Moncharsh and Richey, particularly as extended in Brown, beg the question of what are the limits of judicial review of arbitral awards in cases applying CAA procedural rules and involving statutory rights—put differently, how “limited” is this exception to the general rule that “an arbitrator’s decision is not .… reviewable for errors of fact or law.” Moncharsh, 3 Cal. 4th at 32. In Brown, would the arbitrator’s decision have been subject to judicial review if the arbitrator had reached the merits and held that the confidentiality provisions in Brown’s employment agreement did not “restrain [him] from engaging in a lawful profession” and therefore did not violate Section 16600? If the arbitrator had reached the merits and decided for Brown, would his employer have had a right to merits review?

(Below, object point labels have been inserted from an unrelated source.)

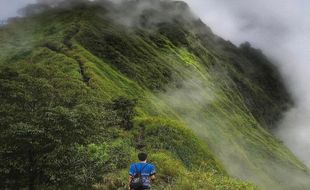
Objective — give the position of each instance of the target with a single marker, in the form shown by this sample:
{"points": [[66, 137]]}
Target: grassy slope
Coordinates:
{"points": [[182, 79]]}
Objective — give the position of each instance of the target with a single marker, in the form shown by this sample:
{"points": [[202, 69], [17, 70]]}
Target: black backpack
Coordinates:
{"points": [[137, 181]]}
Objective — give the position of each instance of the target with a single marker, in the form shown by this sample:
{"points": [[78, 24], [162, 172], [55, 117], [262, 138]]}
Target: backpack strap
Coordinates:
{"points": [[141, 169]]}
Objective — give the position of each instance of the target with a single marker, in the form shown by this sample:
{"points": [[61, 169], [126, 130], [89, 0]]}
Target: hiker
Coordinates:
{"points": [[141, 174]]}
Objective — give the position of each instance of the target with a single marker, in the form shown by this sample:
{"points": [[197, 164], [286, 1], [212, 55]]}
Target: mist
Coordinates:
{"points": [[281, 28]]}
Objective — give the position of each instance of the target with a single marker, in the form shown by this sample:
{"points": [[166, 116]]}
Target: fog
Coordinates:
{"points": [[281, 28]]}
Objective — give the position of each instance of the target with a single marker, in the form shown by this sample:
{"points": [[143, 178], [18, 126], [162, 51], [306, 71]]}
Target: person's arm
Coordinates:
{"points": [[129, 180], [153, 172], [153, 177], [130, 177]]}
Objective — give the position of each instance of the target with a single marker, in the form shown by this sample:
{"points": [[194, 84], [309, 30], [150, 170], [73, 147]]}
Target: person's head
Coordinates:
{"points": [[142, 156]]}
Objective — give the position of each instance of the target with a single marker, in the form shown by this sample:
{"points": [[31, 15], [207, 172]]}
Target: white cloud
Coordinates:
{"points": [[282, 29]]}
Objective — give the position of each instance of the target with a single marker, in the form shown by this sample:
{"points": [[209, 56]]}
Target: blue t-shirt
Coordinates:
{"points": [[148, 170]]}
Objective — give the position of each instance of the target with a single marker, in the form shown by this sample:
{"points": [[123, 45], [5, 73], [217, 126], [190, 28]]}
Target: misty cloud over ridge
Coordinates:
{"points": [[281, 28]]}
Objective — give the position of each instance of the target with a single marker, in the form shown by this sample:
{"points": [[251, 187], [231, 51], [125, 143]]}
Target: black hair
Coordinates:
{"points": [[142, 156]]}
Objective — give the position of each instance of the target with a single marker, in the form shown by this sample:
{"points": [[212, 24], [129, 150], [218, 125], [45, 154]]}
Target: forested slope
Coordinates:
{"points": [[85, 86]]}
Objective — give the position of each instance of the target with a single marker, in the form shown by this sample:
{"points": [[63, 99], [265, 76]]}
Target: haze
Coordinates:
{"points": [[281, 28]]}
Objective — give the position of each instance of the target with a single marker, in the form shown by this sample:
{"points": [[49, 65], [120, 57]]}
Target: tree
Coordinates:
{"points": [[42, 122]]}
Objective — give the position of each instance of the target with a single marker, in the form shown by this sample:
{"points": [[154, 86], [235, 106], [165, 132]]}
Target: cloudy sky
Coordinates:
{"points": [[281, 28]]}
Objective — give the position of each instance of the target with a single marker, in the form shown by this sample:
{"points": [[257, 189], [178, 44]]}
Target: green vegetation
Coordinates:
{"points": [[82, 92]]}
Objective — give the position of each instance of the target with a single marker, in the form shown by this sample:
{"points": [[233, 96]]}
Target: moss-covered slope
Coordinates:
{"points": [[204, 106]]}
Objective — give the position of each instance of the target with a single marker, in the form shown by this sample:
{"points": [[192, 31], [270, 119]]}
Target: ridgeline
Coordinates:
{"points": [[85, 86]]}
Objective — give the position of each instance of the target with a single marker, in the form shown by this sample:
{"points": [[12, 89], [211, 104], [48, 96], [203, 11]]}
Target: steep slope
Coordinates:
{"points": [[184, 79]]}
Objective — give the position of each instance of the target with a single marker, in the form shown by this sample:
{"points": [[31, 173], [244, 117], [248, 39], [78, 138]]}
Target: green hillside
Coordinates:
{"points": [[85, 86]]}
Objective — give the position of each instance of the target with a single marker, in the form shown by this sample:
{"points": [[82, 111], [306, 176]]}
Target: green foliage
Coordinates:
{"points": [[81, 93]]}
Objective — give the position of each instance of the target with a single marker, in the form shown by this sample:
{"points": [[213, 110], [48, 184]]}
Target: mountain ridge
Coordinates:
{"points": [[186, 80]]}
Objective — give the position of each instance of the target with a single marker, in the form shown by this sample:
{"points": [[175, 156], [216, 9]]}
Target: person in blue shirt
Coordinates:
{"points": [[143, 171]]}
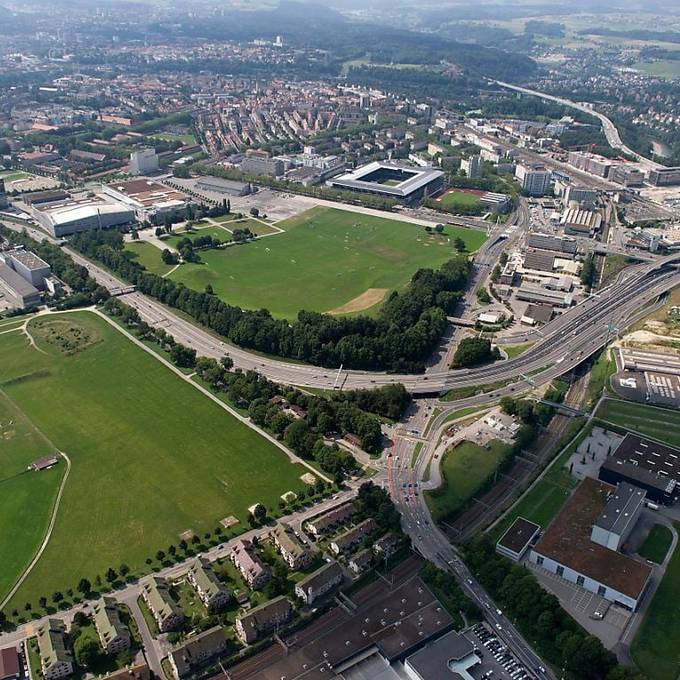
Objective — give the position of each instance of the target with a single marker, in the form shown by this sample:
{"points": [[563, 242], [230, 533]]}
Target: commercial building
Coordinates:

Or would the employer have no such right because the arbitrator’s decision held for the party asserting the statutory right?
 The arbitrator also found that Brown had unclean hands, having “stolen” TGS’s confidential information by copying it on to his cell phone and retaining it after his termination. Id. at **4-5.
 Brown rejected an argument that it should affirm the arbitrator’s decision on the alternative grounds of unclean hands, citing “case law holding the unclean hands doctrine does not apply where it would result in permitting an act declared by statute to be void or against public policy.” Brown, 2020 WL 6634990 at *11 (citation and internal quotations omitted).